Não houve um único caso de Ébola registado na Grã-Bretanha desde 2015, quando três profissionais de saúde regressaram de África com a doença, segundo relatos.

Richard Pebody, Diretor de Epidemias e Infecções Emergentes da UKHSA, disse: “O risco para o público em geral permanece baixo.

‘Este indivíduo foi transferido por muita cautela e estamos satisfeitos por ele permanecer bem.’

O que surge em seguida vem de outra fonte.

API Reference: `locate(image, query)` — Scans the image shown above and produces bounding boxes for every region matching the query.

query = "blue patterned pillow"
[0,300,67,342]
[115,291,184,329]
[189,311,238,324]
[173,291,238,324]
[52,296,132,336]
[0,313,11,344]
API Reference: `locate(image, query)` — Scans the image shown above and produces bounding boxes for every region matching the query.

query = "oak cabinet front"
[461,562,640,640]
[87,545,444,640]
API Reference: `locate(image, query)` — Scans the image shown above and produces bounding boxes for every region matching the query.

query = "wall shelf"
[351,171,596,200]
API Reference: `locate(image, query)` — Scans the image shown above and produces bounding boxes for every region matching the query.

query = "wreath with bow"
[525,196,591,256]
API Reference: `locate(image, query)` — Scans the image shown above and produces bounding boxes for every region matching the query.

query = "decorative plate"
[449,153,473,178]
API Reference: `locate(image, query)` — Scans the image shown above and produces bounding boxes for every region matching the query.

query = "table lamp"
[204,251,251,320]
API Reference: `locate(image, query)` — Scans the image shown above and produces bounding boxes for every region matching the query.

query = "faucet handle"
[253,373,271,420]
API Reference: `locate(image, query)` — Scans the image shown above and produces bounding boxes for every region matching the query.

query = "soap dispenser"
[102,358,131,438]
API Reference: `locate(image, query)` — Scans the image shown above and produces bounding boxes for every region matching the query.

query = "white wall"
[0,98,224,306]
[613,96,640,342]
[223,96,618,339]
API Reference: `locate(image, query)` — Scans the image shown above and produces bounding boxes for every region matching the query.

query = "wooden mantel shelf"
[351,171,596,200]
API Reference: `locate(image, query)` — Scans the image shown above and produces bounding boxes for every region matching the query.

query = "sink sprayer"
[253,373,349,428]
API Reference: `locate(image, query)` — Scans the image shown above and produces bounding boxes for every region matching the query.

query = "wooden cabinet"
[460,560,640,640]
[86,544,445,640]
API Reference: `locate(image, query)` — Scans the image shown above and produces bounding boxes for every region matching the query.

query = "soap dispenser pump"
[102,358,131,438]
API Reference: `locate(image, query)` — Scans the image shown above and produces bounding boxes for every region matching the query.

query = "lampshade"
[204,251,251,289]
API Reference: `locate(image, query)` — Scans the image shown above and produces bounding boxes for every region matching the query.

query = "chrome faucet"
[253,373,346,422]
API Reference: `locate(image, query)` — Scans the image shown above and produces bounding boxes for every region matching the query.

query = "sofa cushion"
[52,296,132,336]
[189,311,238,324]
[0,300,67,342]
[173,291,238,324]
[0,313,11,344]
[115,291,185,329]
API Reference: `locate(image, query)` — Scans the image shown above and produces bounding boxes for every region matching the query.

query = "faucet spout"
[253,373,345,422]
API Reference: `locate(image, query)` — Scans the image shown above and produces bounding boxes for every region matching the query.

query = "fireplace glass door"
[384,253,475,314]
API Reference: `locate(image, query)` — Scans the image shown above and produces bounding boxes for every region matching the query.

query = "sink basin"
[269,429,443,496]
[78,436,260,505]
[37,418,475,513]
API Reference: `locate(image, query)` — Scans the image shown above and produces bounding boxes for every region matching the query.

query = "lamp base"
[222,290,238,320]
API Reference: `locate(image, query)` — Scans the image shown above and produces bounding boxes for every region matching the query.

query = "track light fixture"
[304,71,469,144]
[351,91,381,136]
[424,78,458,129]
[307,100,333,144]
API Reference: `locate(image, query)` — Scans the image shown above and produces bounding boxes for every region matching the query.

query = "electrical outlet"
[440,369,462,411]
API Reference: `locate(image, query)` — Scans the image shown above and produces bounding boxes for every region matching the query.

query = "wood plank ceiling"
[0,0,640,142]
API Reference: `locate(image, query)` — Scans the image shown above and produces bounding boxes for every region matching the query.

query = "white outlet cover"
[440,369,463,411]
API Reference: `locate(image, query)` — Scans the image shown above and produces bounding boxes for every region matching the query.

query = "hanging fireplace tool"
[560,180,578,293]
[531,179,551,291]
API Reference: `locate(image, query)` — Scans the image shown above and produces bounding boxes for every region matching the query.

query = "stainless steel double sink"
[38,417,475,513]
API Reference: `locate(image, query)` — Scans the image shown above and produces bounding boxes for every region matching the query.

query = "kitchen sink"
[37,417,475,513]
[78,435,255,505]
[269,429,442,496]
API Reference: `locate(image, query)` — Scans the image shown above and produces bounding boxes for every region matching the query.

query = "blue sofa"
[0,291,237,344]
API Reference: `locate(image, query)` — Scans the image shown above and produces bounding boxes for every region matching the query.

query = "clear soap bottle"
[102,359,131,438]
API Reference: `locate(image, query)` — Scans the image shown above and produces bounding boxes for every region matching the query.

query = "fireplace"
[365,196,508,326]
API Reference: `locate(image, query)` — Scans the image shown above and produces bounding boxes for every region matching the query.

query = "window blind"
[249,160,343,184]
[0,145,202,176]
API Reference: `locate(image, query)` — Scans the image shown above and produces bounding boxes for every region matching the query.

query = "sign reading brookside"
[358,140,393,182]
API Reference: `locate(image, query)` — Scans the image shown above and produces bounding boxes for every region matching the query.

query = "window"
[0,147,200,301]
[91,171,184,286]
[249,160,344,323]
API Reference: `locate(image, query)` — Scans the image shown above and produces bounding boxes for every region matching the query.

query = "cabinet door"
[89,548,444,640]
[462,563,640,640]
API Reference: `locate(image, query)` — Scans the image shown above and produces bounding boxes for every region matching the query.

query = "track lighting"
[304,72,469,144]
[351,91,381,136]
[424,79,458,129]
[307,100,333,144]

O período de incubação do Ebola varia de dois a 21 dias e o indivíduo será obrigado a se isolar durante esse período.

Um higienista é fotografado limpando e desinfetando um centro de tratamento de Ebola esta semana na República Democrática do Congo

A República Democrática do Congo tem lutado contra um surto de Ébola há semanas, que se está a espalhar “substancialmente mais rapidamente” do que os anteriores.

A doença já ceifou 930 vidas até agora, disse o Ministério da Saúde do país, depois de 2.344 casos terem sido notificados no último sábado.

O surto foi declarado pela primeira vez numa região oriental do país em 15 de Maio e desde então tornou-se a epidemia de Ébola de crescimento mais rápido registada.

Houve alegadamente 20 casos confirmados fora da RD Congo, causando duas mortes, uma no Uganda e outra em França.

O Ministério da Saúde da República Democrática disse na segunda-feira: ‘Os cuidados aos pacientes e as capacidades de apoio estão a consolidar-se, com 22 novas recuperações registadas em 24 horas.’

Ainda no mês passado temia-se que um paciente de um hospital escocês tivesse contraído a doença mortal.

Parte do Hospital Universitário Queen Elizabeth, em Glasgow, foi isolada no final de junho, quando uma pessoa se apresentou em sua Unidade de Recepção Aguda.

O paciente teria voltado à cidade depois de visitar um país afetado pelo Ebola e procurou atendimento médico após desenvolver sintomas preocupantes. A pessoa, no entanto, acabou testando negativo.

O Ébola é transmitido através do contacto direto com sangue ou fluidos corporais de indivíduos sintomáticos ou objetos contaminados.

O surto no Congo foi causado pelo vírus Bundibugyo, uma doença desconhecida que matou cerca de 30 por cento das pessoas infectadas durante dois surtos anteriores, em 2007 e 2012.

Actualmente não existe nenhuma vacina para combater a estirpe que se está a espalhar pela República Democrática do Congo, embora cientistas da Universidade de Oxford estejam a trabalhar numa vacina.

Estão actualmente a avaliar o quão segura é a sua vacina e estão a ser recrutados voluntários para um ensaio que está previsto para começar dentro de semanas.

A Dra. Katrina Pollock, investigadora-chefe do ensaio, disse à BBC: “Estamos realizando testes de fase um (estágio inicial) de novas vacinas o tempo todo, precisamente para estarmos prontos exatamente para esse tipo de surto”.

A cepa Bundibugyo não é nova, mas é rara. Foi registrado pela primeira vez em 2007 e leva o nome da região oeste de Uganda, onde foi avistado pela primeira vez.

Surgiu pela segunda vez na RDC em 2012. Mas ambos os surtos foram de dimensão limitada – com pouco mais de 200 casos e cerca de 66 mortes.

Pensa-se que o vírus se propaga através do contacto direto com o sangue ou fluidos corporais de uma pessoa que está doente ou que morreu de Ébola, ou através do contacto com superfícies contaminadas.

Os pacientes podem carregar o vírus por até 21 dias antes do início dos sintomas, quando os especialistas acreditam que eles se tornam infecciosos.